元ネタ
utf8 な MySQL データベースを保守する湯婆婆「𠮷田?贅沢な名だね。今からお前の名前は吉田。いいかい、吉田。分かったら返事をするんだ、吉田!」
— 𝑺𝒐𝒄𝒊𝒂𝒍 𝑫𝒊𝒔𝒕𝒂𝒏𝒄𝒆 (@mpyw) April 30, 2020
utf8
から utf8mb4
に早く乗り換えたいけどいろいろとレガシーアプリケーションには事情があるんじゃ!!!
実装
𠮷田さんが会員登録しようとすると 400 Bad Request を返します。エラーメッセージはできるだけ親切にしています。共通モジュール的な場所に置いたので, Translator
はインジェクトしてるけど文章自体は直接埋め込んでます。
<?php
namespace Libraries\Foundation\Http\Middleware;
use Illuminate\Contracts\Translation\Translator;
use Illuminate\Foundation\Http\Middleware\TransformsRequest;
use Symfony\Component\HttpKernel\Exception\BadRequestHttpException;
/**
* Class RejectOutOfRangeCodepoints
*
* MySQL の utf8 で扱えない範囲の文字を検知してエラーにします。
*/
class RejectOutOfRangeCodepoints extends TransformsRequest
{
// 簡易的に直接翻訳を埋め込む
protected const TRANSLATIONS = [
'ja' => [
'utf8_invalid' => '送信データに無効な文字が含まれています。',
'utf8_out_of_range' => '送信データに取り扱いできない文字%sが含まれています。異体字や絵文字などは使用しないでください。',
],
'en' => [
'utf8_invalid' => 'The request data contains invalid characters.',
'utf8_out_of_range' => 'The request data contains the unacceptable characters: %s.

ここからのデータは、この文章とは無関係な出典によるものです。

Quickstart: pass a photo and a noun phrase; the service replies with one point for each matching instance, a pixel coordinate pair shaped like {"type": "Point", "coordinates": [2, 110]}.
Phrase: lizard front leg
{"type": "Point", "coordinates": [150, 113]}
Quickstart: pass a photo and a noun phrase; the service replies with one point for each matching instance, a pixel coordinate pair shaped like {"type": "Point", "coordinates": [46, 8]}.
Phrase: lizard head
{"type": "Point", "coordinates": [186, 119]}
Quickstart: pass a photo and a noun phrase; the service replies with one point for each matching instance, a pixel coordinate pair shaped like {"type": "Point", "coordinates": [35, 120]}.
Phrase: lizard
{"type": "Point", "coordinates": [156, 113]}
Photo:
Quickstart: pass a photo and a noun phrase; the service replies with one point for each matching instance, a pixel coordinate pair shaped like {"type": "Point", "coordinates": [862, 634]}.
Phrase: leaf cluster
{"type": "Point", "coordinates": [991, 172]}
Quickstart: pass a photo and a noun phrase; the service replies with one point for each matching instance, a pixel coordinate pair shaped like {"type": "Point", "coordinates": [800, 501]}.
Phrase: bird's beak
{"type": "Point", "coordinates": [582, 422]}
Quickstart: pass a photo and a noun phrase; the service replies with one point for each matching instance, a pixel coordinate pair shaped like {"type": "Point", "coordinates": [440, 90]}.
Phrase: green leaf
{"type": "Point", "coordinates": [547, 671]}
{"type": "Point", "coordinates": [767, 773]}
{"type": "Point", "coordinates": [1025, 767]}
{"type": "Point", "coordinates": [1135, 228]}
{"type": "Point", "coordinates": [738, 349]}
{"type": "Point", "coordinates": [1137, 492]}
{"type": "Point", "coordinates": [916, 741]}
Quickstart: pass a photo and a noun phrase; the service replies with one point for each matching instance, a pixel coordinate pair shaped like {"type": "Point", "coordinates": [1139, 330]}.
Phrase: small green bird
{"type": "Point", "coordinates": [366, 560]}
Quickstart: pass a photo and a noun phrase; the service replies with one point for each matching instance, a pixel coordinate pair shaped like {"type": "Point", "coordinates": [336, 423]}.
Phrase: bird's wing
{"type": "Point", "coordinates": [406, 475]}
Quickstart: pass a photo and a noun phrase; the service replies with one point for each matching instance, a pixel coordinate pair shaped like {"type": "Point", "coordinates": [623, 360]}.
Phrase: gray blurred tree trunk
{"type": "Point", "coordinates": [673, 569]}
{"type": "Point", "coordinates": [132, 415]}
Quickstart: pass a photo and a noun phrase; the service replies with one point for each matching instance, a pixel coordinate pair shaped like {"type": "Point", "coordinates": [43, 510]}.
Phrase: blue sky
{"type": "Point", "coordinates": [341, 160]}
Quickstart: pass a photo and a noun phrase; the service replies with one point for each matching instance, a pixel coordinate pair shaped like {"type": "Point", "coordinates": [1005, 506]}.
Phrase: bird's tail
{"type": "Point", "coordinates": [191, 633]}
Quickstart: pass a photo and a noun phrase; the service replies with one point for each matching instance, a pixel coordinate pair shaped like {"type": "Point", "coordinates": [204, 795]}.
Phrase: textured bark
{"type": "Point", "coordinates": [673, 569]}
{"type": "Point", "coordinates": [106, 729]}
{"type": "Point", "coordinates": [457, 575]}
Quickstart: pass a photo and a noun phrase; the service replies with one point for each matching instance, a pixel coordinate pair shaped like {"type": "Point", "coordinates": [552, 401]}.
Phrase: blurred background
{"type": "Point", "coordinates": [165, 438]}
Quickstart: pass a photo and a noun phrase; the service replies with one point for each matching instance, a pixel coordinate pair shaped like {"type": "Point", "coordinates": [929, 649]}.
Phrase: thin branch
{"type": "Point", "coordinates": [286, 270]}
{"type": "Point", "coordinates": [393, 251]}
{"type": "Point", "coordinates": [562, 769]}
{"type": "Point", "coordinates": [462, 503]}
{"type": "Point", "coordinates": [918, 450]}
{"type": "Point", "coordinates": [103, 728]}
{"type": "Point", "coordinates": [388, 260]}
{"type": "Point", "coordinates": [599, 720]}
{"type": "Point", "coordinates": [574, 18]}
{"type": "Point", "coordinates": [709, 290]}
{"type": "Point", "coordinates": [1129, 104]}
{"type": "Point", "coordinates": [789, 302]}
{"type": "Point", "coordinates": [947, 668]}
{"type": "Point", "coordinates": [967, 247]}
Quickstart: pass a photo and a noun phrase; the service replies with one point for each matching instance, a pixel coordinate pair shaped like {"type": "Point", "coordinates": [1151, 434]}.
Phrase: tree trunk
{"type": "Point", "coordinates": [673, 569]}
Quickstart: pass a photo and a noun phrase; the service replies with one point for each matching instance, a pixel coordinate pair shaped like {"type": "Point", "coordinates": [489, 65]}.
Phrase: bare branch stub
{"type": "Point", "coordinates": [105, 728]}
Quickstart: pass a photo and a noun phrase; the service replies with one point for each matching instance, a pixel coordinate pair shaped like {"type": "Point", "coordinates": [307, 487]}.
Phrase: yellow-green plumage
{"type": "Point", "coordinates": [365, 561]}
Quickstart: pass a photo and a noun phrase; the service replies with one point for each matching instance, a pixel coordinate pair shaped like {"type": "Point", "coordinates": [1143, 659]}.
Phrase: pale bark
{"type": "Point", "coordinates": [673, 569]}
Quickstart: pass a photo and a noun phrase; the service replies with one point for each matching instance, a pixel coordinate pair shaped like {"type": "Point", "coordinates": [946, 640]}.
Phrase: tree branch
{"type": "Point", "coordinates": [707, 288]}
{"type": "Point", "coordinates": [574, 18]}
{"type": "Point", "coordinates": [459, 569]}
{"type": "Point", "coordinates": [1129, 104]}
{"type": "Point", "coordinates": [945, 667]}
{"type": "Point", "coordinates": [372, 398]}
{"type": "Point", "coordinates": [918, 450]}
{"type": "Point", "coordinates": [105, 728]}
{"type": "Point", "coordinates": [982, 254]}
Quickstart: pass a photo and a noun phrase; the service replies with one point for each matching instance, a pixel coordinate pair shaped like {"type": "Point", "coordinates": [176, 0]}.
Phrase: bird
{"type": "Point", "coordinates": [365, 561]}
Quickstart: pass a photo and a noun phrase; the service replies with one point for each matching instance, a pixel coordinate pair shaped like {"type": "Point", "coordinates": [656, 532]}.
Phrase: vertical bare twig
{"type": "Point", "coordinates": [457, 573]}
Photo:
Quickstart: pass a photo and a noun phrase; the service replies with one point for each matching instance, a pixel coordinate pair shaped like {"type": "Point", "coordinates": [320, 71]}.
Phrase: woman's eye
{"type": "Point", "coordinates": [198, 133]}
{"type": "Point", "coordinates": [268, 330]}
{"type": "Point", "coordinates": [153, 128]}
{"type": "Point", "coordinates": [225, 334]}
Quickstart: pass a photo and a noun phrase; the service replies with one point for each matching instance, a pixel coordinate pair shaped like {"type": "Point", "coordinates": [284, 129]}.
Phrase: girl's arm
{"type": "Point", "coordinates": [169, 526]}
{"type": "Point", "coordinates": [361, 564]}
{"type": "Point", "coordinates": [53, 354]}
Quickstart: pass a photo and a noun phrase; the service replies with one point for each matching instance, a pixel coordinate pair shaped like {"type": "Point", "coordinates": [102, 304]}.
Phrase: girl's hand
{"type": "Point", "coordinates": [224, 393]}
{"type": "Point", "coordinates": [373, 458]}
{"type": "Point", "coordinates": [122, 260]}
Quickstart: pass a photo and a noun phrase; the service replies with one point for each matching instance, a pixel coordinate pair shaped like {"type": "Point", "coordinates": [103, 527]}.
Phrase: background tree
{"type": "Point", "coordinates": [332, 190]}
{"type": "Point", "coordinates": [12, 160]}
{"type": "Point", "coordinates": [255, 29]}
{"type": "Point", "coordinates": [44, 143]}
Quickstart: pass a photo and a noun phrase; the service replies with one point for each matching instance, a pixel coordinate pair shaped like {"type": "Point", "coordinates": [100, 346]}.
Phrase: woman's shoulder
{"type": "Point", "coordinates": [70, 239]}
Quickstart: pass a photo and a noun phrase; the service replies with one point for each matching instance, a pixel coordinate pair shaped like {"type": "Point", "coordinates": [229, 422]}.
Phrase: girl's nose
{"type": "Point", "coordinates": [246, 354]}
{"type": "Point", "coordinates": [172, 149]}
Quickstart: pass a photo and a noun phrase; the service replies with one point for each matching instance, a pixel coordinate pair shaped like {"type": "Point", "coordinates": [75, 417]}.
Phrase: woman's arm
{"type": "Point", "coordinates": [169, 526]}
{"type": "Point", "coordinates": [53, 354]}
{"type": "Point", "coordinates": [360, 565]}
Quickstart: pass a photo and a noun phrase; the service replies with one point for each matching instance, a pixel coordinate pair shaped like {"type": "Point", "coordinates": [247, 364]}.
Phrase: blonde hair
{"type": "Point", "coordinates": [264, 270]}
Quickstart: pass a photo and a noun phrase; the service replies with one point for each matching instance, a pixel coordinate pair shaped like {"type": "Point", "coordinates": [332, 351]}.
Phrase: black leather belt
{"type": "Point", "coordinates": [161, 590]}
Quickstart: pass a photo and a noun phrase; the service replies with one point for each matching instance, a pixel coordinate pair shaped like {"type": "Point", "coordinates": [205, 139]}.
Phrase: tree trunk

Please do not use variants or emoji.',
],
];
protected Translator $translator;
/**
* The attributes that should not be validated.
*
* @var string[]
*/
protected array $except = [
];
/**
* RejectOutOfRangeCodepoints constructor.
*
* @param Translator $translator
*/
public function __construct(Translator $translator)
{
$this->translator = $translator;
}
/**
* Validate the given value.
*
* @param string $key
* @param mixed $value
* @return mixed
*/
public function transform($key, $value)
{
if (!in_array($key, $this->except, true)) {
foreach ([$key, $value] as $string) {
if (is_string($string) && $string !== '') {
$this->validate($string);
}
}
}
return $value;
}
/**
* Validate the given codepoints exist in range of MySQL "utf8".
*
* @param string $value
*/
protected function validate(string $value): void
{
// 標準の UTF-8 として無効なデータをチェック
// (u 修飾子を付与すると無効なデータに対して false を返すようになる)
if (!preg_match('//u', $value)) {
throw new BadRequestHttpException($this->message('utf8_invalid'));
}
// 標準の UTF-8 としては有効だが MySQL の utf8 に収まらないデータをチェック
// c.f. http://otndnld.oracle.co.jp/document/products/oracle10g/102/doc_cd/server.102/B19218-02/appunicode.htm
if (preg_match_all('/
[\xf0] [\x90-\xbf] [\x80-\xbf] [\x80-\xbf]
| [\xf1-\xf3] [\x80-\xbf] [\x80-\xbf] [\x80-\xbf]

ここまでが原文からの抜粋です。